Attitude, on the other hand, is often the forgotten factor of learning. We can easily measure at least short-term knowledge gains through pre- and post-testing. And we can validate skill development through behavior change on the job.
But, how do we measure changes in attitude? It's a much more complex process and as such, is largely overlooked under the guise of expediency.
Recent discoveries in the neurosciences have revealed that attitude is of critical importance to learning and performance. Without the proper mindset for learning or skill-building, neither will occur. Our learners cannot develop new knowledge or skills without clearing an attitudinal pathway in their brains first.
Whether it is stimulated by an individual learner's intrinsic motivation to learn, the atmosphere of the learning environment, the compelling nature of the content or learning interactions, or the engaging facilitation of a trainer, the limbic system—the emotional center of the brain—is the gatekeeper of both memory and higher-order thinking.
And the amygdala, at its very center, is the regulator of our initial response to incoming stimuli, motivating us to either take action or tune out.
Pivoting to ASK
Now, if skill is more important than knowledge, and attitude is more important than skill, why do we continue to short-hand what we do as KSA? Why do we continue to peddle a model of learning that, by order of sequence, if not priority, gives knowledge (aka content) primacy and leaves Attitude a mere afterthought?
Perhaps, it's time to make a simple switcheroo in the language of what we do and shift attitude from training afterthought to learning asset.
By simply pivoting KSA 180-degrees, our outdated acronym becomes a real word with multiple layers of meaning. Our new acronym—ASK—more accurately describes what we, as training professionals, should be doing, in the order in which we need to do it, during training design and delivery.
With attitude in the top spot, we are forced to consider our learners' motivations and the emotional baggage that they might be bringing with them to the learning experience. And while you might not be able to train them a new brain and change their hearts through content alone, with a few simple tweaks to your approach, you absolutely can get them to pay attention, take an interest, open up, and get involved—as long as you begin with the brain in mind when you design.

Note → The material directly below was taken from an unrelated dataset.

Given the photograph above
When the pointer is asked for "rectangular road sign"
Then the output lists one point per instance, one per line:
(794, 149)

As you deliver, strive hard to embrace a more facilitative and inclusive style of instruction. In fact, starting your sessions with challenging questions, engaging stories, or shocking but non-threatening facts, rather than with an overview of objectives and the ubiquitous agenda review, you'll help learners drop their defenses and engage with the content while reconnecting with prior experiences. This will strengthen neural pathways and increase long-term retention and speed of recognition and recall.
By engaging the participants in a thought-provoking, supportive, and conversational way, you will create a culture of trust in the classroom where they will feel much more comfortable opening their minds and sharing their ideas with each other, thus enabling you to engage them with a more learner-centered and self-directed style.
Rather than fight through the emotional baggage they brought to class with them, your training, while seemingly starting slower (because you're not jumping right to the content anymore), will actually proceed with much less resistance, allowing you to get results much more quickly!
More than merely an updated and re-prioritized acronym, ASK actually means something. It reminds us as facilitators of learning that we should be doing less talking and more listening and asking questions—and giving adult learners more control of the training outcomes.